Jim McColl is a former student at the old agricultural college at Auchincruive and as a youngster worked in the Stovehouse before it fell into disrepair. Gardening Leave has restored the first half of the listed Stovehouse building but urgently needs to complete this second phase to ensure the building is restored back to its former glory. £50,000 funding from the Pilgrim Trust will allow this final phase to start but the charity still needs to find a further £40,000 to complete the work.
Local Provost Helen Moonie and a group from the Army Cadet Force lent a hand to help launch the project.
[Pictured: Jim McColl, Heather Budge-Reid, horticultural therapist Pamela Smith, Professor George Marshall from the SRUC and South Ayrshire Provost Helen Moonie.]
Jim McColl said: “I studied and worked at Auchincruive from 1954 to 1959. During the last three years I lived with three others in the Bothy right on site. With the glasshouse foreman, we formed a team to perform weekend duty rota which entailed looking after thousands of plants. It was our responsibility to look after them, in various glasshouses, including the Stovehouse. That included stoking 5 different boilers (three of them by hand!).
“Two words there stick out a mile – duty and responsibility. These values, which I learned at that time, have stayed with me till this day. The guys who work in this same environment today have ably displayed their duty and responsibility and now the restoration of these glasshouses to full working order, for their use, is surely an apt metaphor for our present duty and responsibility to them. Needless to say, I am delighted to have the opportunity to help publicise this invaluable initiative,” he added.
Gardening Leave’s Chief Executive Heather Budge-Reid said: “I can’t tell you how excited we are that the Pilgrim Trust is making this possible. Jim McColl’s visit will mean the world to our veterans and the cadets who are helping us. When the building is finished it will be something for all of Ayrshire to be proud of.”
Director at the Pilgrim Trust, Georgina Naylor, said: “The Pilgrim Trust is delighted to be able to contribute towards the repair of this important listed garden building particularly as, once restored, it will be used for its original purpose, horticulture, and also will support the work Gardening Leave does with veterans.”
South Ayrshire Provost Helen Moonie said: “Gardening Leave does a great job, some veterans needs are highly visible, and others are not, but, in the end, with the right support, every veteran is helped to be the best they can be. When you take a cutting from a plant, or have a young seedling, it needs the right surroundings, nourishment and encouragement to grow and flourish – that is what Gardening Leave provides.
“The work that has been carried out, and the work that will be carried out is transforming the Stovehouse into a multifunctional area that can be used to meet the needs of veterans,” she added.

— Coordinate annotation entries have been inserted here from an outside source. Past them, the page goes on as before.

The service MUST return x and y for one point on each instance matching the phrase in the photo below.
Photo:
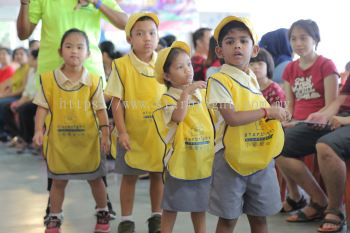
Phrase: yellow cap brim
(243, 20)
(134, 17)
(163, 55)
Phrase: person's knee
(325, 153)
(59, 184)
(227, 223)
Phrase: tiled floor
(23, 200)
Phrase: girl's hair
(169, 60)
(310, 27)
(17, 49)
(211, 53)
(108, 48)
(266, 57)
(7, 50)
(228, 27)
(75, 30)
(198, 35)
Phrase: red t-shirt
(274, 94)
(308, 85)
(345, 107)
(6, 73)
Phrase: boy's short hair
(266, 57)
(163, 58)
(231, 22)
(137, 17)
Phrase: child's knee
(59, 184)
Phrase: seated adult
(6, 70)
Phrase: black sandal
(302, 217)
(338, 223)
(296, 205)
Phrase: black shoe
(112, 213)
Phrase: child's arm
(104, 127)
(40, 116)
(119, 121)
(181, 109)
(233, 118)
(289, 97)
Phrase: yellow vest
(141, 97)
(250, 147)
(71, 144)
(189, 154)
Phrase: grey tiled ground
(23, 200)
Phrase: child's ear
(128, 39)
(60, 52)
(218, 51)
(256, 50)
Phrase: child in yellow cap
(248, 133)
(184, 124)
(135, 93)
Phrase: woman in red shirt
(6, 70)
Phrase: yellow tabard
(141, 97)
(251, 147)
(71, 143)
(189, 154)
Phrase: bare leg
(57, 195)
(156, 191)
(225, 225)
(127, 194)
(333, 171)
(168, 221)
(198, 220)
(257, 224)
(98, 190)
(297, 170)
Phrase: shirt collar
(246, 79)
(62, 78)
(142, 67)
(176, 92)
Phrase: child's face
(21, 57)
(302, 43)
(144, 37)
(180, 71)
(74, 50)
(237, 48)
(5, 58)
(259, 68)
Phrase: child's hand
(38, 138)
(278, 113)
(195, 85)
(124, 140)
(105, 144)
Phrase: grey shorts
(232, 194)
(121, 167)
(185, 195)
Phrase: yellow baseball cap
(134, 17)
(163, 55)
(243, 20)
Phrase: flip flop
(296, 205)
(338, 223)
(302, 217)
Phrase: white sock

Gardening Leave tends to the invisible wounds of conflict by providing horticultural therapy for troubled veterans. An estimated 20% of veterans carry a mental wound and these needs as much healing as any physical wound. Gardening Leave has four projects across the UK (Auchincruive, Erskine and two in London) where its specially trained horticultural therapists work with veterans to help them on their journey to good health and their transition to civilian life. The value of gardening therapy is well recognised, particularly for people suffering from post-traumatic stress disorder, anxiety and depression.